阎锡山接到蒋介石的任命后,认为这是蒋介石为拆散冯、阎联盟,有意开的一张空头支票。听起来好听,实际上不起一点作用。因为冯玉祥的部属全都龟缩进撞关以内,西北数省的事情,不仅他阎锡山鞭长莫及,就是他蒋介石也说了不算。但是,他从蒋介石的这次任命中.越发看清了蒋介石最怕他和冯玉祥携手。由此推论,他和冯玉祥越是打得火热,蒋介石就越是寝食难安,因而他也就会开出更高的价码。于是,他对蒋介石的委任采取未置可否的态度。同时,又以更坚定的态度向蒋介石提出,一定要与冯玉祥同时出洋。如果中央不批准,则坚决辞去国民政府委员的职务。他为了表示去意坚决,派人四处活动,积极准备出国的服装和用具。给国人的感觉是:阎锡山和冯玉祥真要联袂出洋了。
蒋介石一看就明白了:阎锡山的要价是很高的!他为了满足阎锡山的要求,当即发电太原,恳切地挽留阎锡山。为了完成拉阎打冯的政治交易,他精心设计了三步棋:其一,派说客张群、吴铁城、孔祥熙等人携带大量金钱入晋,从不同角度打探阎锡山的真正动机;其二,有意抬高阎锡山的身价,决定屈尊赴北平与阎锡山晤面;其三,为防万一,秘密请在北戴河休假的张学良进北平相见,坚固已经初步结成的蒋、张联盟。

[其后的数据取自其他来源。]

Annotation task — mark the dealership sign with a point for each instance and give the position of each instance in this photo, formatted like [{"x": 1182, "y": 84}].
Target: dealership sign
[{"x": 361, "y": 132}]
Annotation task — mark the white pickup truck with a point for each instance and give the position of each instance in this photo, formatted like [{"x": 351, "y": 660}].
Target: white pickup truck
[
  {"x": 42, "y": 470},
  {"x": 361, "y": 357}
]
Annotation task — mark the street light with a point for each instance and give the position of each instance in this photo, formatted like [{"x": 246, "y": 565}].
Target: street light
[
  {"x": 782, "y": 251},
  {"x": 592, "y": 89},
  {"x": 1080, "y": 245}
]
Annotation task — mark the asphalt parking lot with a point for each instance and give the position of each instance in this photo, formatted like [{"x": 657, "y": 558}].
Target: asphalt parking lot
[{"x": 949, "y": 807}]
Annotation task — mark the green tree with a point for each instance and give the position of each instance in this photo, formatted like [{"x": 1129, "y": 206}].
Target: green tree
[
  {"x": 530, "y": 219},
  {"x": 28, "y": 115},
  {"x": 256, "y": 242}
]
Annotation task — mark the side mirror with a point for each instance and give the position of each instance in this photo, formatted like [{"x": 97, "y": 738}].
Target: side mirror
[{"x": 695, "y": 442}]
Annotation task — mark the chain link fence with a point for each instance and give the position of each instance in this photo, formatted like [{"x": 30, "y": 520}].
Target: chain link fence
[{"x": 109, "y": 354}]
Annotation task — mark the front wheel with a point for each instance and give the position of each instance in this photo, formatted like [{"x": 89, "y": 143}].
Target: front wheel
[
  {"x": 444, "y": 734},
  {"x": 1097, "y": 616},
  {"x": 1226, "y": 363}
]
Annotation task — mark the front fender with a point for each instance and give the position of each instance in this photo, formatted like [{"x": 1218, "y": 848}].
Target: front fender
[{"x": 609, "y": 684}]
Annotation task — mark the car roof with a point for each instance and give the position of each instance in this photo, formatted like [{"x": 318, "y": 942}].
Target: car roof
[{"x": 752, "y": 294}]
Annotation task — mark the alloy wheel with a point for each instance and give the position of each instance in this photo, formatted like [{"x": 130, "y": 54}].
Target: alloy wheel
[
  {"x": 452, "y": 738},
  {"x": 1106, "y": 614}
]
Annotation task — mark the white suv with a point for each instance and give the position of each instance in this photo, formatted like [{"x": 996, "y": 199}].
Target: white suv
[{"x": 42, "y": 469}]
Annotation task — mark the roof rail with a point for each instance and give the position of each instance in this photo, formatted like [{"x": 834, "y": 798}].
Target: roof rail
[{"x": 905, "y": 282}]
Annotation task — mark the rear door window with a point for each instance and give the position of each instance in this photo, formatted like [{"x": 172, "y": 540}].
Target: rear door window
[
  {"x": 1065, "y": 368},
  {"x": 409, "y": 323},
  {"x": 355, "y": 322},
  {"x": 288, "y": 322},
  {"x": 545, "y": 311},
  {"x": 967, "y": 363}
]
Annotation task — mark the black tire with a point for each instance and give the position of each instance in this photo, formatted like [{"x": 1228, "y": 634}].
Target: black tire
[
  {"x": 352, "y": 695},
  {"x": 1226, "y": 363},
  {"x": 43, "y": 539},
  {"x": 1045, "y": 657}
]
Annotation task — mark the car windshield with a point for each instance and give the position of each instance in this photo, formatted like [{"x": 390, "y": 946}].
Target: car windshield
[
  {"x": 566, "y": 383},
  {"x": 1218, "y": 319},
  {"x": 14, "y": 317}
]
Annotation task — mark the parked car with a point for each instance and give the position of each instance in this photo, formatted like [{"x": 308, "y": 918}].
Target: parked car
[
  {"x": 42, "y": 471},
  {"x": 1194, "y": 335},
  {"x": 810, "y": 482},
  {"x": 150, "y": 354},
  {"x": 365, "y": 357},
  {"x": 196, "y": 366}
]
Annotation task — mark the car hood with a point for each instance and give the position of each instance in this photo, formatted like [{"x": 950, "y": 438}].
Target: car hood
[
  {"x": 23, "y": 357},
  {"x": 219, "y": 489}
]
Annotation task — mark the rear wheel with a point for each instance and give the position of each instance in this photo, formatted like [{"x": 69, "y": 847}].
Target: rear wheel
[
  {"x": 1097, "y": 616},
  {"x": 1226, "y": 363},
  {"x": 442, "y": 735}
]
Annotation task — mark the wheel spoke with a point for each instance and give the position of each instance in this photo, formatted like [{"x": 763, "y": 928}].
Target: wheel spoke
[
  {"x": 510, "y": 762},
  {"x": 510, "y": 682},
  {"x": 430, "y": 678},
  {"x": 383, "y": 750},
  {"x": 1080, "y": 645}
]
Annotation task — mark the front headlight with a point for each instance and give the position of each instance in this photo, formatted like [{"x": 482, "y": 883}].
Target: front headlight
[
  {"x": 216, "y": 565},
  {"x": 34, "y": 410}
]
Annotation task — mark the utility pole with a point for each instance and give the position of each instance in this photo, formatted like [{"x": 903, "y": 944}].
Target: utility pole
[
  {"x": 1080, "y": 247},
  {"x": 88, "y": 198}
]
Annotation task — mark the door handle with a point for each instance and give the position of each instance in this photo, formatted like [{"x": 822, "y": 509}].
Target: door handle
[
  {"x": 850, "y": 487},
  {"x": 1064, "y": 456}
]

蒋介石于6月25日驱车到达北平,住进中南海。接着,又于6月27日派党国元老吴稚晖、孔祥熙,以及阎锡山派驻南京的代理人赵戴文三人,带着他的亲笔信去太原见阎锡山,请阎赴北平与蒋会商处理西北诸省的善后事宜。
阎锡山分析了全国军政形势,认为蒋介石不仅不敢把他扣做人质,而且还需要他安定华北和西北的局势。因此,他毅然决定亲赴北平和蒋介石会商。行前,为了安慰留居晋祠的冯玉祥,同时也为了继续向蒋介石施加压力,他电请国民党中央撤销对冯玉祥的一切处分。接着,就随吴稚晖、孔祥熙、赵俄文等人动身,于6月30日安抵北平。
“百川兄.你比我更了解这位丘八将军吧?”蒋介石先开,“有他在,西北数省会平安吗?你的山西会太平无事吗?再说,他对我耿耿于怀,还不就是没把华北花省、平津二市交给他吗?”
“这都是不言而喻的事,我看就不谈这些了。”阎锡山不愿听哄小孩的话,转而直奔会商的主题,“我这次来北平,就是想听听蒋先生的高见:我们应该怎样做,才能确保华北、西北,乃至全中国的和平。”
“首先,为确保华北、全国的和平,必须解决西北数省的和平。”
阎锡山没有答腔,也未做任何表示,只是微眯着他那双表情丰富的眼睛,做出洗耳恭听的样子。
“如何才能确保西北数省的和平呢?第一,必须把冯玉祥这个太上皇拿掉;第二,需要委任一个德高望重,且又没有私心的政治家接替冯玉祥,出掌西北军政大权。”
阎锡山有意微微地点了点头,但他依然表情不变,继续倾听蒋介石把话讲完。
“拿掉冯玉祥这个太上皇,中央已经下了决心;委任新人一事,中央再三慎重研究,认为非百川兄莫属。所以,在未征得你的同意之前,就决定委任你为西北宣慰使。”
对此,阎锡山依然没有表态,因为他既不想画饼充饥,落个虚名,更不想在西北问题上代蒋受过,日后落个里外不是人的下场。他望着等待他回答的蒋介石,突然把话锋一转,绕开了西北这一棘手问题:“对华北的安全,对平津二市的管理,不知蒋先生有何设想?”
蒋介石当然清楚阎锡山此问的目的,遂答道:“这中央也做出了决定:委任一位全国陆海空副总司令坐镇华北,节制长江以北的半壁江山。”
阎锡山听后愕然一怔,刚要启口询问由谁出任全国陆海空副总司令,又本能地闭上了嘴。就连方才那受到震惊的异样表情,也转瞬即逝。他就像一位跳出三界的老和尚,做出一副漠不关心的样子。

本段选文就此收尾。